Insomnia severity index
It contains seven items that assess insomnia over the past 1 month., First three items ask for trouble in initiating, maintaining sleep, and early morning awakening. Other items address dissatisfaction with sleep, daytime functions, recognition of insomnia by others, and finally, distress caused by insomnia. These are scored on a five-point Likert's scale (0 = no problem to 4 = very severe problem). Score of 0–7 depicts the absence of insomnia, 8–14 shows subthreshold insomnia, 15–21 represents moderate, and 22–28 shows severe insomnia.
Patient Health Questionnaire
PHQ-9 is one of the modules of PRIME-MD that is useful for the diagnosis of certain psychiatric disorder and is self-reported. PHQ-9 contains nine DSM-5 criteria for depression, which are to be scored on a Likert scale of 0–3 (not at all to nearly every day). Scores of 5, 10, 15, and 20 on PHQ-9 represent the severity of depression-mild, moderate, moderately severe, and severe, respectively.
Fatigue Severity Scale
It is a 9-item self-report measure that measures fatigue on a visual analog scale of 0–7. These items represent the occurrence of fatigue, interference with daily functions due to fatigue, subjective perception of fatigue, and effect of fatigue on motivation.
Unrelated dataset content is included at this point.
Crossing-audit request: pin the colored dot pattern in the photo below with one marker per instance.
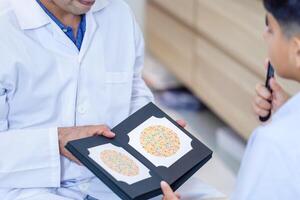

This has been validated across various diagnostic groups.,
Translation and validation of Fatigue Severity Scale
The English version of Fatigue Severity Scale (FSS) was translated to Hindi by two bilingual experts separately, and version 1 (V1) and version 2 (V2) were made. After independent translation, both versions were compared. Both translators compared each item for language and meaning of important words until a consensus was reached, and a third version (V3) was developed. V3 was back-translated to English by two different bilingual experts, resulting in version V4 and version V5. Discrepancies, if any, between these two versions were discussed and a final back-translated version, version V6, was developed and compared with the original scale. The back-translated version (V6) was brought as close as possible to the original scale and appropriate changes in V3 were made, wherever required in the presence of all translators. Thus, Hindi version ready for testing in a small sample was obtained (V7).
A pilot study was conducted using version V7 of FSS on 40 subjects suffering from MDD and were asked to point out the difficulties they faced in comprehending the items on the scale. The suggestions made during the pilot study were taken into account and another version, version V8, was developed. This version [Annexure 1] was used in the current study.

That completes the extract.